Sunday, July 30, 2006

Book Review: MIDDLE AMERICA

Since I so thoroughly enjoyed Anthony F. Lewis’ first novel, The Third Revolution, I’m sad to report that its just-published sequel, Middle America, is a disappointment.

The Third Revolution was a political nail-biter. A real corker about a constitutional battle that erupts in 2013 when the state of Montana resists an overreaching One Nation Act that federalizes literally everything. Montana is threatened with martial law and even military action, but by book’s end, it successfully secedes from the Union. Of course, there are murky waters ahead for a new, independent state, and I anticipated a blockbuster sequel.

The cover of Middle America promises that “the Third Revolution continues.” And when the book picks up the story five years after Third Revolution, Idaho, North and South Dakota, and Wyoming have already joined Montana to form the Confederation of Middle American States. Here, free markets rule. There are no income or corporate taxes, no government entitlements, and there’s no state oversight of business. There are no victimless crimes; gambling, prostitution, and recreational drug use are legal. The economies of the Confederation’s member states boom, while the U.S. continues its fall into increased deficit, debt, and high unemployment figures.

When I launched into Middle America, I expected counterrevolution to lurk in every statist U.S. nook and cranny. I expected a rip-roaring struggle of liberty against power. But few authentic dangers lurk anywhere in this novel. Very little of importance actually occurs. We’re re-introduced to the “revolutionaries” we met in the first book, and even a few of the old villains. But they essentially run in place during Middle America’s 377 pages. Financial shenanigans are uncovered at Montana’s premier resort, and powers in Washington, D.C., seem to be involved. Ho-hum. There’s a surprisingly lightweight kidnapping story that fills about 80 pages.

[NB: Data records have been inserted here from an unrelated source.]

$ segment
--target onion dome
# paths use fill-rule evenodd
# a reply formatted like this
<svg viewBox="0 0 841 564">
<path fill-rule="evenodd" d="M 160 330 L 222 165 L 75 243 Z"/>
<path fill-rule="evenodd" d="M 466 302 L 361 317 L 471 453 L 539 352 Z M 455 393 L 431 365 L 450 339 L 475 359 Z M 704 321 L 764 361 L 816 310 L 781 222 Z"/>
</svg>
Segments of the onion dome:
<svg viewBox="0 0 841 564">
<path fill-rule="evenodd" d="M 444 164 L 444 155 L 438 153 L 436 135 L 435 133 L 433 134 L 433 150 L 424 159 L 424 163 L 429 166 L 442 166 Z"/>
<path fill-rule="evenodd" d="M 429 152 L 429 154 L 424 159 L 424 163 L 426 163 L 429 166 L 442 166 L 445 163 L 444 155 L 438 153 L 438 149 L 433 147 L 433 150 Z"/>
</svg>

There’s even a very tight presidential race crammed into the finish, but I was unconvinced that its outcome, whatever it was, would have any real impact on the newly formed Confederation. At the end of the novel, things seem to be, well, status quo, just as they were on page one. Forces of statism may have been temporarily hindered, but the “revolution” hasn’t gained any real ground.

I like this series’ cast of characters. I even enjoyed spending some time with them again this past week. I just wish they’d had more to do. Middle America seems like a lackluster bridge between its predecessor and the third novel of a trilogy. I hope there are more exciting things to come in Anthony Lewis’ next book.